25. The method of claim 23, wherein the nanostructure is selected from the group consisting of a nucleic acid duplex, a nucleic acid triplex, a nucleic acid quadruplex, a nucleic acid origami structure, and a combination thereof.

26. The method of claim 23, wherein the biopolymer is selected from the group consisting of a DNA, an RNA, a protein, a polypeptide, an oligonucleotide, a polysaccharide, and their analogies, either natural, synthesized, or modified.

27. The method of claim 23, wherein the sensing probe is selected from the group consisting of a nucleic acid probe, a molecular tweezers, an enzyme, a receptor, ligands, an antigen and an antibody, either native, mutated, expressed, or synthesized, and a combination thereof.

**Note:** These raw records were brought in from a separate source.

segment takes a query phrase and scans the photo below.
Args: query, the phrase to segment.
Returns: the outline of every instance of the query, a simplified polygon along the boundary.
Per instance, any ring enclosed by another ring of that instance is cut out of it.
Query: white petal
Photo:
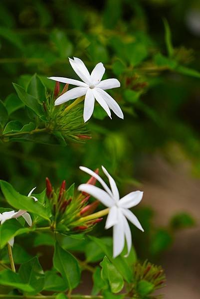
[[[25,220],[29,226],[32,225],[32,219],[28,213],[24,213],[22,215],[22,217]]]
[[[90,75],[85,64],[80,59],[74,57],[74,60],[69,58],[69,62],[78,76],[86,84],[90,84]]]
[[[98,92],[97,89],[93,88],[92,89],[92,92],[98,103],[101,106],[102,108],[104,109],[106,113],[108,114],[108,116],[109,116],[110,118],[112,119],[111,114],[110,113],[109,107],[108,107],[108,105],[103,98],[103,97],[102,96],[101,94]]]
[[[119,105],[117,102],[108,94],[108,93],[101,89],[96,88],[98,92],[101,94],[103,99],[106,102],[108,107],[113,111],[114,113],[120,118],[124,119],[124,115]]]
[[[141,230],[142,231],[144,232],[144,229],[142,227],[142,225],[140,224],[138,218],[131,212],[131,211],[128,210],[128,209],[123,208],[121,209],[121,210],[124,216],[126,217],[126,218],[128,219],[128,220],[129,220],[129,221],[131,221],[131,222],[132,222],[133,224],[134,224],[134,225],[135,225],[136,227],[140,229],[140,230]]]
[[[127,257],[131,249],[131,246],[132,245],[132,238],[131,235],[131,231],[129,227],[129,224],[127,220],[126,220],[125,216],[123,215],[123,222],[124,222],[124,234],[125,235],[125,238],[126,240],[126,243],[127,245],[127,254],[126,255],[125,257]]]
[[[8,244],[9,244],[9,245],[10,245],[10,246],[11,247],[13,247],[13,246],[14,245],[14,238],[12,238],[11,239],[10,239],[10,240],[9,240],[8,241]]]
[[[76,99],[79,97],[84,96],[86,93],[87,90],[88,88],[87,87],[75,87],[74,88],[72,88],[60,97],[58,97],[56,101],[55,101],[55,106],[60,105],[70,100],[73,100],[73,99]]]
[[[84,167],[84,166],[80,166],[79,167],[79,168],[83,171],[84,171],[85,172],[86,172],[86,173],[88,173],[90,175],[91,175],[91,176],[93,176],[94,177],[95,177],[98,180],[98,181],[100,182],[100,183],[102,185],[103,188],[105,189],[105,190],[110,195],[110,196],[111,197],[112,197],[113,194],[111,191],[108,187],[104,181],[101,178],[100,176],[99,176],[98,174],[97,174],[97,173],[96,173],[96,172],[94,172],[89,168],[87,168],[87,167]]]
[[[118,212],[120,212],[118,210]],[[118,214],[118,222],[113,226],[113,258],[122,252],[124,247],[124,232],[123,219],[120,212]]]
[[[108,178],[108,179],[109,180],[109,182],[110,182],[110,186],[111,187],[112,192],[113,192],[113,198],[116,200],[119,200],[119,191],[118,191],[116,184],[114,179],[112,177],[112,176],[110,175],[110,174],[108,173],[108,172],[107,171],[106,168],[103,166],[102,166],[101,167],[102,168],[103,171],[104,172],[105,174],[106,175],[106,176]]]
[[[31,195],[31,194],[32,193],[32,192],[33,192],[33,191],[35,190],[35,189],[36,189],[37,188],[37,187],[34,187],[34,188],[33,188],[32,189],[32,190],[31,190],[30,191],[30,192],[29,192],[29,193],[28,194],[28,197],[29,197],[29,196],[30,196],[30,195]]]
[[[85,123],[91,118],[94,111],[94,97],[90,88],[89,88],[85,95],[84,105],[83,119]]]
[[[97,87],[101,89],[110,89],[120,87],[120,82],[117,79],[106,79],[99,82]]]
[[[116,206],[114,205],[110,209],[108,217],[107,217],[105,228],[108,229],[118,222],[118,211]]]
[[[54,81],[63,83],[68,83],[72,85],[77,85],[77,86],[82,86],[83,87],[87,87],[87,84],[79,81],[78,80],[74,80],[73,79],[69,79],[68,78],[64,78],[63,77],[48,77],[48,79],[54,80]]]
[[[126,209],[130,209],[134,207],[140,202],[143,196],[143,192],[141,191],[131,192],[121,198],[119,202],[119,206]]]
[[[78,190],[88,193],[107,207],[110,207],[114,204],[113,199],[109,194],[96,186],[90,184],[82,184],[78,186]]]
[[[96,85],[100,82],[105,73],[105,67],[102,62],[97,63],[91,73],[92,84]]]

28. The method of claim 27, wherein the enzyme is selected from the group consisting of a DNA polymerase, an RNA polymerase, a DNA helicase, a DNA ligase, a DNA exonuclease, a reverse transcriptase, an RNA primase, a ribosome, a sucrase, a lactase, either natural, mutated or synthesized.

29. The method of claim 23, wherein the nanogap size or the distance between the two electrodes is about 3 to 1000 nm, preferably about 5 to 100 nm, and most preferably about 5 to 30 nm.

30. The method of claim 23, wherein the electrodes comprise a metal selected from the group consisting of platinum (Pt), gold (Au), silver (Ag), palladium (Pd), rhodium (Rd), ruthenium (Ru), osmium (Os), iridium (Ir), copper (Cu), rhenium (Re), titanium (Ti), Niobium (Nb), Tantalum (Ta) and their derivatives, or a combination thereof.

31. The method of claim 23, further comprising providing 2-amino-7 -deaza-adenine- triphosphate; and incorporating the 2-amino-7-deaza-adenine-triphosphate into a nucleic acid strand within the nanostructure enzymatically.